# Oliva



## CaroleLeigh (Apr 11, 2015)

Hi, my name is Carole and I am looking to buy a property in Oliva to use initially as a holiday home but with the longterm plan of moving there.
I am hoping to visit the area in the next couple of weeks to view properties and would be grateful for any advice ex-pats can give me as I feel slightly bewildered by all the information on line.
Also, as I will not be driving in Spain I wondered whether there any airport pick-up services at reasonable rates. I have been looking at train services but as my flight would arrive at night I am concerned I may get stuck if there are any delays.
Many thanks for taking the time to read this.


----------



## sat (Jul 20, 2008)

Hello Carole,

There are no trains to Oliva - closest rail station is Gandia.
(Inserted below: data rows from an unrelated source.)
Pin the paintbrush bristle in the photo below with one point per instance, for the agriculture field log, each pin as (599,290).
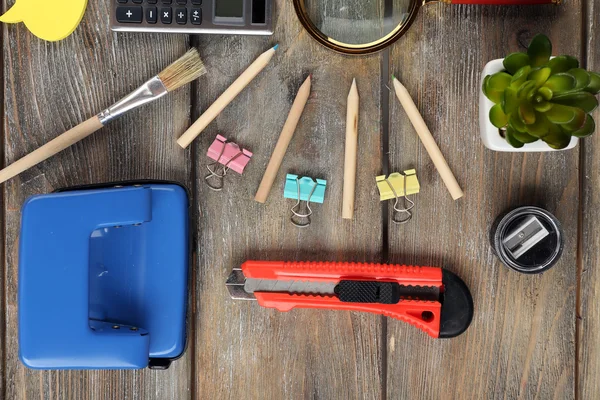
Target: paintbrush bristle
(183,71)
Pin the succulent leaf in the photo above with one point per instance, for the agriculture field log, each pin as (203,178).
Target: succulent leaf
(497,116)
(510,138)
(539,50)
(543,106)
(589,126)
(562,64)
(511,101)
(540,76)
(546,93)
(594,86)
(584,100)
(582,77)
(515,61)
(520,76)
(527,113)
(561,83)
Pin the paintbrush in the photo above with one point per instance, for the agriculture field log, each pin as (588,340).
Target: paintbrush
(181,72)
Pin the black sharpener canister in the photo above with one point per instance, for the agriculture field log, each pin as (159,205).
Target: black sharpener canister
(527,239)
Oliva - depends what you want, in the town, in the old town, at the beach, on one of the urbanisations....and exactly what advice you are after...
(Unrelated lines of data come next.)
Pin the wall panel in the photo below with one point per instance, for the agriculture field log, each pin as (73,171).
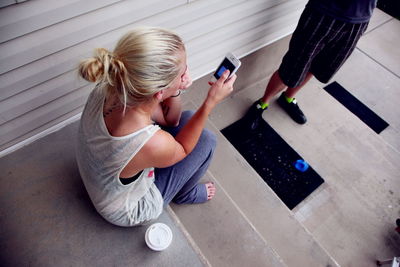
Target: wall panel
(42,41)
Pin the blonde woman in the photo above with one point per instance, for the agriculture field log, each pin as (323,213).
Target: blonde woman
(136,150)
If you are on Facebook, ask questions on the "Oliva Tattler" page...


----------



## CaroleLeigh (Apr 11, 2015)

Hi, thanks for replying. I realise Oliva has no train station and I would have to get the bus from Gandia. I am concerned that if my flight is late I may get stuck either in Valencia or in Gandia after the buses have stopped running for the night. I haven't visited this area before but I have visited Cabo Palos in Murcia many times and there is a network of expats there who do airport pickups cheaper than local taxis - I wondered if Oliva has a similar thing?
As for advice, I am just asking generally what it is like to live there, are there any issues I should be aware of when looking at properties etc.
Unfortunately I am not on facebook.


----------



## xabiaxica (Jun 23, 2009)

CaroleLeigh said:


> Hi, thanks for replying. I realise Oliva has no train station and I would have to get the bus from Gandia. I am concerned that if my flight is late I may get stuck either in Valencia or in Gandia after the buses have stopped running for the night. I haven't visited this area before but I have visited Cabo Palos in Murcia many times and there is a network of expats there who do airport pickups cheaper than local taxis - I wondered if Oliva has a similar thing?
> As for advice, I am just asking generally what it is like to live there, are there any issues I should be aware of when looking at properties etc.
> Unfortunately I am not on facebook.


There might well be expats doing cheap airport runs. If so, please be aware that they are almost certainly illegal, as in unlicensed and uninsured. The police are seriously cracking down on this now.


----------